Letter: Back to nature

To the editor:

Thank you for great pictures (Sept. 28) of the Potter Lake field trip for Central sixth-graders, facilitated by Bob Hagen’s field ecology students. These trips are made possible by the Learning About Nature Project, sponsored by Jayhawk Audubon Society with support from the Elizabeth Schultz Environmental Fund, Lawrence Breakfast Optimists Club, Lawrence Schools Foundation and others.

The LANP (previously Wetland Learners Project) has provided free school trips to natural environments for seven years! Over 5,000 children, parents and teachers have had hands-on experiences learning about local plants and animals — from microscopic pond dwellers to wetland plants, herps, insects and birds — in their native habitats. Also, activities exploring visual, written and dramatic arts, environmental quality, orienteering, history and more have connected participants to the natural world.  

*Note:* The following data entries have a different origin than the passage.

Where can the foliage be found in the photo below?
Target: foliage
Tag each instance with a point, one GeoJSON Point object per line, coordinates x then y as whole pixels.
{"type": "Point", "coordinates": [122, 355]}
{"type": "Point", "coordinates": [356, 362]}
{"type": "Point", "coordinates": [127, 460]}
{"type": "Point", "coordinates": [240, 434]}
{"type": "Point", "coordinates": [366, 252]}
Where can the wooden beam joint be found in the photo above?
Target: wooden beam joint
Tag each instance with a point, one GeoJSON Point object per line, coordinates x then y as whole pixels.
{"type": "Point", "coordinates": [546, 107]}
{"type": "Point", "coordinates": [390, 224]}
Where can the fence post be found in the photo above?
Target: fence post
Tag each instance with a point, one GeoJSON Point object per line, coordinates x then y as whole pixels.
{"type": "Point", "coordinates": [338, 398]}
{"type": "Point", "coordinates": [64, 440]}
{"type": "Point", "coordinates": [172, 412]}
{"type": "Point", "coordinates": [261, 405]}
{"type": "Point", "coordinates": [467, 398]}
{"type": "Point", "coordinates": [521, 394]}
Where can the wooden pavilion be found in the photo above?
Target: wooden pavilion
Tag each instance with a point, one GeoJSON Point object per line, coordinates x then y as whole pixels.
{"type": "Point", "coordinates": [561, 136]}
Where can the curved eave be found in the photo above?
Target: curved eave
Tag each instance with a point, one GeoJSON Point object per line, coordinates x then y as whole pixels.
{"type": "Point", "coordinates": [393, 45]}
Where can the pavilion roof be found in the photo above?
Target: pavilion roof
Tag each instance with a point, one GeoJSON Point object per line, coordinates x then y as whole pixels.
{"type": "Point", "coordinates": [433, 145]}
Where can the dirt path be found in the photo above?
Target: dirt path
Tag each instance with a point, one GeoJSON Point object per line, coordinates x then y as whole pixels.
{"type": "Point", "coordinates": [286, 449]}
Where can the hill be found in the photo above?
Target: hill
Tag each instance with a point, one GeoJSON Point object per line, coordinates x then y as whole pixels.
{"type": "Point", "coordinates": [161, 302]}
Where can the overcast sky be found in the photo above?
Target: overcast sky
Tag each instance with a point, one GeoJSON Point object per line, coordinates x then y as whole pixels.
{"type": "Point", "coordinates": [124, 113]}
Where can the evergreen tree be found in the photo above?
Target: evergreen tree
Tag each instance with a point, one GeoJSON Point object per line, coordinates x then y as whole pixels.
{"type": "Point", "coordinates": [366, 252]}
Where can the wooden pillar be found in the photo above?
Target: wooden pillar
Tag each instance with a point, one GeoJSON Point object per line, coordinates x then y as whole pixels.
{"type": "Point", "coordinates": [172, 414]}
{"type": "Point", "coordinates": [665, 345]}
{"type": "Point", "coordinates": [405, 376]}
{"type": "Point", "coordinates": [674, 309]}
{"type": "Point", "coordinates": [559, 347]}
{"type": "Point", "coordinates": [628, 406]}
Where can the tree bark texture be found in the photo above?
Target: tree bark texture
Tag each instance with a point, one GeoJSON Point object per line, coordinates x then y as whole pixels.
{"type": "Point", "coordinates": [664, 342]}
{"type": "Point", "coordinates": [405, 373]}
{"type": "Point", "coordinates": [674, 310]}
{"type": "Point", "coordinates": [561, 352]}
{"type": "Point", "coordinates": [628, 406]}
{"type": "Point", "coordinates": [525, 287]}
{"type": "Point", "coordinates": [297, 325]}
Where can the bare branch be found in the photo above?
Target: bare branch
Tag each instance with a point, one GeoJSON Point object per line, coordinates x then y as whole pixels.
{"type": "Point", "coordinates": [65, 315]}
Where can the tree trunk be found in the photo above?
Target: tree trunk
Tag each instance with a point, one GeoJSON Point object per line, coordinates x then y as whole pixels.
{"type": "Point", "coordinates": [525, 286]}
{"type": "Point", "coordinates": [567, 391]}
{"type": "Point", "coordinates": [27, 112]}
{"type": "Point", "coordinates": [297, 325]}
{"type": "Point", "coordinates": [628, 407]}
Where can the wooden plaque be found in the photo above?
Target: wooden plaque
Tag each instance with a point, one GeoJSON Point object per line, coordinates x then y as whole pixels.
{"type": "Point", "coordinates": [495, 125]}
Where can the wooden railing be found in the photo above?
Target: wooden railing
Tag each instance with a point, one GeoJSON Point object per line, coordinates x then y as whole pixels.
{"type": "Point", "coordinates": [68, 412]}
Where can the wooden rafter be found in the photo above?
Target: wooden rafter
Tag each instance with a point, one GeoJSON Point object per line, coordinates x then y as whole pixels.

Sandy Sanders, retired teacher and LANP coordinator, has been the creative and organizing force behind LANP, shepherding it from a vision of the JAS Education Committee to a reality for thousands of kids gaining understanding and appreciation of animals, plants and places they never knew existed. She’s involved USD 497 students and staff, environmental organizations and community members, the Lied Center, Kansas Biological Survey, Kansas University and Baker University scientists, KU and Haskell Indian Nations University science majors and others. It’s an unprecedented, incredible and laudable effort by people across the community who recognize the necessity of connecting children to natural places for their health and the health and preservation of the Earth.  

Thanks to Sandy, JAS, and all the unsung volunteers of the LANP. They deserve it!